Chronic intraperitoneal administration of angiotensin II significantly increased plasma VCAM levels (24.5 vs. 10.8 pg/mL) and induced endothelial dysfunction, oxidative stress, and hypertension.
Chronic intraperitoneal administration of angiotensin II provides a viable, inexpensive murine model for studying endothelial dysfunction and its associated cardiovascular and organ complications.
Tasa de eventos absoluta: 24.5% vs 10.8%
valor p: p=<0.0001
Endothelial dysfunction (ED) is a key factor for the development of cardiovascular diseases. Due to its chronic, life-threatening nature, ED only can be studied experimentally in animal models. Therefore, this work was aimed to characterize a murine model of ED induced by a daily intraperitoneal administration of angiotensin II (AGII) for 10 weeks. Oxidative stress, inflammation, vascular remodeling, hypertension, and damage to various target organs were evaluated in treated animals. The results indicated that a chronic intraperitoneal administration of AGII increases the production of systemic soluble VCAM, ROS and ICAM-1 expression, and the production of TNFα, IL1β, IL17A, IL4, TGFβ, and IL10 in the kidney, as well as blood pressure levels; it also promotes vascular remodeling and induces non-alcoholic fatty liver disease, glomerulosclerosis, and proliferative retinopathy. Therefore, the model herein proposed can be a representative model for ED; additionally, it is easy to implement, safe, rapid, and inexpensive.

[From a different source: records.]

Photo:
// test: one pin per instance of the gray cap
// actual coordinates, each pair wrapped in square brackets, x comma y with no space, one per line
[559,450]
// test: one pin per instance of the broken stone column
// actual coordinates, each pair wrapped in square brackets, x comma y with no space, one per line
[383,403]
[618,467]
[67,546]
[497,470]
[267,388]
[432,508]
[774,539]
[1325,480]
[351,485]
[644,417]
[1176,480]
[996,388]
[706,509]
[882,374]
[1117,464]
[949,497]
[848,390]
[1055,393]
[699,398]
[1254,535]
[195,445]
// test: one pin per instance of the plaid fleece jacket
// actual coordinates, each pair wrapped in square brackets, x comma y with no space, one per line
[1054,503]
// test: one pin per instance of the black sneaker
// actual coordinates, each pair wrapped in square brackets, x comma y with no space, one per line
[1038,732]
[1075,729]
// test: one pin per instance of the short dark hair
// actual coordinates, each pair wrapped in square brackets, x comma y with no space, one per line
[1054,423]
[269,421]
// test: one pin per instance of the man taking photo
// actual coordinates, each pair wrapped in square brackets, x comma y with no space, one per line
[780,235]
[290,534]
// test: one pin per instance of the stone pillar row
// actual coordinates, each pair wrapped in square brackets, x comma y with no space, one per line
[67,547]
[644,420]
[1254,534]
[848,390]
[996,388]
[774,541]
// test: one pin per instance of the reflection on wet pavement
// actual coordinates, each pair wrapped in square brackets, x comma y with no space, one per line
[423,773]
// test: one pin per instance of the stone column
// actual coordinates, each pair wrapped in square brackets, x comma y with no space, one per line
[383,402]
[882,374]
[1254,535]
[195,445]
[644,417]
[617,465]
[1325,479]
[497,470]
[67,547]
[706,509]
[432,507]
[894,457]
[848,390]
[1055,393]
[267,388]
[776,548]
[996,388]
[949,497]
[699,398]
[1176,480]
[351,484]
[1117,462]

Trejo-Moreno et al. (Wed,) conducted a other in Endothelial dysfunction (n=37). Angiotensin II vs. Isotonic saline solution was evaluated on Plasma soluble VCAM levels (pg/mL) (p=<0.0001). Chronic intraperitoneal administration of angiotensin II significantly increased plasma VCAM levels (24.5 vs. 10.8 pg/mL) and induced endothelial dysfunction, oxidative stress, and hypertension.